Au contact de Mme Saint-Ybars et de ses filles, l’intelligence de Mamrie avait pris un développement remarquable. Quoiqu’elle se servit du patois créole, en s’adressant à sa marraine et aux enfants, elle parlait très bien le français ; elle savait lire et écrire. Comme elle avait la voix juste et d’un timbre touchant, Mlle Nogolka, à ses heures perdues, lui avait appris à chanter au piano. Elle retenait les airs avec une facilité que les demoiselles Saint-Ybars lui enviaient ; quand elles avaient de la peine à rendre quelque phrase de grand opéra, elle leur donnait la note comme en se jouant.
Chez Saint-Ybars, comme chez tant d’autres possesseurs d’esclaves, on commettait une singulière inconséquence. On lisait, en présence des domestiques, des ouvrages dans lesquels il est souvent question des droits de l’homme ; on laissait traîner ça et là un volume de Voltaire ou de Rousseau, un roman d’Eugène Sue, in poème de Lamartine ou de Victor Hugo, les chansons de Béranger, la Némésis de Barthélemy, et tant d’autres œuvres propres à éveiller le sentiment de la liberté chez ces êtres à qui un abus de la force matérielle, transformé en loi, avait ôté l’autonomie de leur personne.

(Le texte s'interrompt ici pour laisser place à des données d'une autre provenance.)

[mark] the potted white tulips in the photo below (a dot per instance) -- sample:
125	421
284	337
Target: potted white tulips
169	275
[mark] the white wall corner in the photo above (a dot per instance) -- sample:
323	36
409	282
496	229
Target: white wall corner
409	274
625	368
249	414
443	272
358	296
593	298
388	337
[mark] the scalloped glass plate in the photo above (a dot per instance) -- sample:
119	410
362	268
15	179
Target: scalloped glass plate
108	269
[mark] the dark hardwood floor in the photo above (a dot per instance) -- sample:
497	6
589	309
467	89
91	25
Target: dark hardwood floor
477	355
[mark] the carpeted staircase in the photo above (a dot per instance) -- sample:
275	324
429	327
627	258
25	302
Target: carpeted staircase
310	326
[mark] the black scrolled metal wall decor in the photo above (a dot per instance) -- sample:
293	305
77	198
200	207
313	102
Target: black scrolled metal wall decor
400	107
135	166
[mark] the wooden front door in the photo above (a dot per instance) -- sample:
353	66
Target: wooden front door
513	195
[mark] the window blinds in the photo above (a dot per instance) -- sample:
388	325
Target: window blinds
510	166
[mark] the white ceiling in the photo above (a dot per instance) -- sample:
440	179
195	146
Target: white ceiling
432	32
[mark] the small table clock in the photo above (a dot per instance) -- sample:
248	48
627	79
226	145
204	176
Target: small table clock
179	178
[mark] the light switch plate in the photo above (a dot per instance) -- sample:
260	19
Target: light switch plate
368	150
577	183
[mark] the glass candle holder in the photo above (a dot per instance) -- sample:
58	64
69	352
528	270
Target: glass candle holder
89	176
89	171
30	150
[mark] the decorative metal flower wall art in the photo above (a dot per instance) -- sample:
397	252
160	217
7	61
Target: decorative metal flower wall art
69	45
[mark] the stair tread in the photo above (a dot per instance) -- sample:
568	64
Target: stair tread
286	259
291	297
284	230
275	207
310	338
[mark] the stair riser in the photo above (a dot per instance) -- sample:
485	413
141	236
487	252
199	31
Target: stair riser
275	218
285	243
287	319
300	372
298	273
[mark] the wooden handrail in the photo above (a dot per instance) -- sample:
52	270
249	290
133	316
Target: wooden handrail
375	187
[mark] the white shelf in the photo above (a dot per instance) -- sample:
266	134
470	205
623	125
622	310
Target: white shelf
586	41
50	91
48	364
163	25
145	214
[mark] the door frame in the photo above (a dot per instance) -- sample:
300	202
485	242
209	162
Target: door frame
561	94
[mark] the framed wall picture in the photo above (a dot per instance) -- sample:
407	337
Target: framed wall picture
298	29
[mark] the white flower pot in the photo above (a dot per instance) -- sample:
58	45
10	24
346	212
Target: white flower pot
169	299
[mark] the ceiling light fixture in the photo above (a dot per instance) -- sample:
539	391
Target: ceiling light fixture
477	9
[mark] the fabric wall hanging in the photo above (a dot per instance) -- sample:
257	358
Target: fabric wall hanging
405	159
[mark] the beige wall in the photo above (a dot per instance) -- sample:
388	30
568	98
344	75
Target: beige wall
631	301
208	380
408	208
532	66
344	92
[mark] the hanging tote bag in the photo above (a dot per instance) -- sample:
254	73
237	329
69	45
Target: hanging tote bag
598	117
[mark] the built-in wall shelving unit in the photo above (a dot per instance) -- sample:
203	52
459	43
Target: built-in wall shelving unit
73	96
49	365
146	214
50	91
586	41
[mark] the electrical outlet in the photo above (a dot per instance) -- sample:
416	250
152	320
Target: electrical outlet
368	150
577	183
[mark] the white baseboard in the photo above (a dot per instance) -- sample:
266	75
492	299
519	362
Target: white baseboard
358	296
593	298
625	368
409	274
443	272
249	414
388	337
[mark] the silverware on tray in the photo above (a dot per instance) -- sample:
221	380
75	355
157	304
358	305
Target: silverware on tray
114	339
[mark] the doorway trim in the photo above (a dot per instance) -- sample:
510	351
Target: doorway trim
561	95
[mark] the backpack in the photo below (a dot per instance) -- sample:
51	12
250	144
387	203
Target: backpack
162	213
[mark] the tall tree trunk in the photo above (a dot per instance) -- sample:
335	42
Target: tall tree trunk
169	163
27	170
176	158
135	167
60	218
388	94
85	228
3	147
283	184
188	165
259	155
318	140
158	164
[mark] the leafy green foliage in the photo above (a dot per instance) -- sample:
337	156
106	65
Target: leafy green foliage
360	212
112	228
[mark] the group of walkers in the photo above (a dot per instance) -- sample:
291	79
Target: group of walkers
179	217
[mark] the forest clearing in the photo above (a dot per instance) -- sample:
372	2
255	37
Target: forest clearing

Mamrie savait, aussi bien que personne, à quoi s’en tenir au sujet de l’esclavage ; mais elle se trouvait heureuse chez ses maîtres. Cette vieille famille honnête et respectée des Saint-Ybars, elle la considérait comme sienne ; cette maison où elle était née, elle y était attachée comme l’oiseau à l’arbre où est son nid : pour elle sa marraine était une seconde mère qu’elle aimait autant que sa vraie mère ; enfin là, sur cette habitation dont les limites étaient pour elle celles du monde, vivait et croissait l’enfant qui était tout pour elle. Absorbée dans son amour pour lui, elle ne songeait jamais aux vicissitudes de la vie ; elle ne se demandait jamais, si, par suite d’un de ces bouleversements comme la mort en produit dans les familles, elle n’était pas exposée à passer, au moment où elle s’y attendrait le moins, dans des mains qui lui feraient sentir les chaînes de la servitude. Non, Mamrie ne songeait à rien de semblable ; elle s’abandonnait sans restriction, passionnément, aveuglément, à son amour pour Démon, et elle se fiait naïvement au cours de la vie.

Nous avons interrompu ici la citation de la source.